Analysis of OAI data was done by comparing the response value with zero. When the OAI values differed significantly from zero with positive or negative values, the treatment was considered to have significant attractant or repellent effect, respectively, on oviposition behavior of gravid females. Oviposition preference of gravid females was determined by OAI values using the Wilcoxon signed rank test (α = 0.05, two-sided). The OAI was also used to compare behavioral assays involving larvae and chemical assays involving identified infochemicals.
The amount of volatiles quantified in headspace collections was analysed using the Kruskal-Wallis test. Differences in egg retention were analysed using the Mann-Whitney U-test.
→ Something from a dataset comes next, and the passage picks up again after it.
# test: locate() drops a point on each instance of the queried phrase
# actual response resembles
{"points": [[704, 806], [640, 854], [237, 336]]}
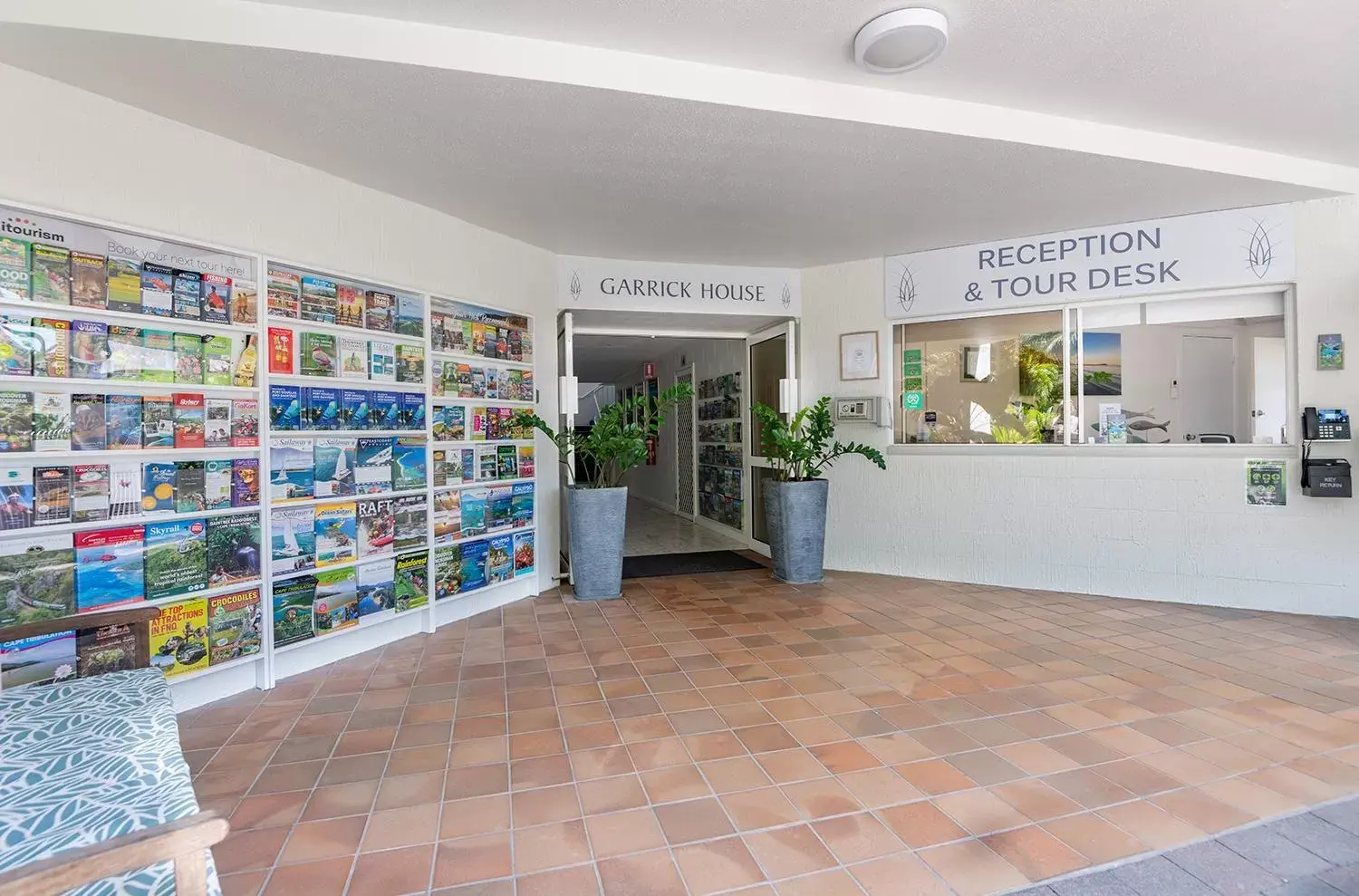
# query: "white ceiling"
{"points": [[612, 358], [1280, 75], [619, 174]]}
All tests were performed in SPSS, version 20 (IBM, Armonk, NY, USA).
Ethical Clearance
The study was conducted according to Standard Operating Procedures approved by the Medical Research Coordinating Committee (MRCC) of the National Institute for Medical Research (NIMR), Tanzania. It received a research permit from MRCC with reference number NIMR/HQ/R.8a/Vol. IX/573 and a permit from the Tanzania Commission for Science and Technology with reference number CST/RCA 138/225/2008. In the Netherlands, ethical approval for blood feeding was not requested as this method of blood feeding is not subject to the Dutch Act of Medical Research involving Human Subjects (WMO).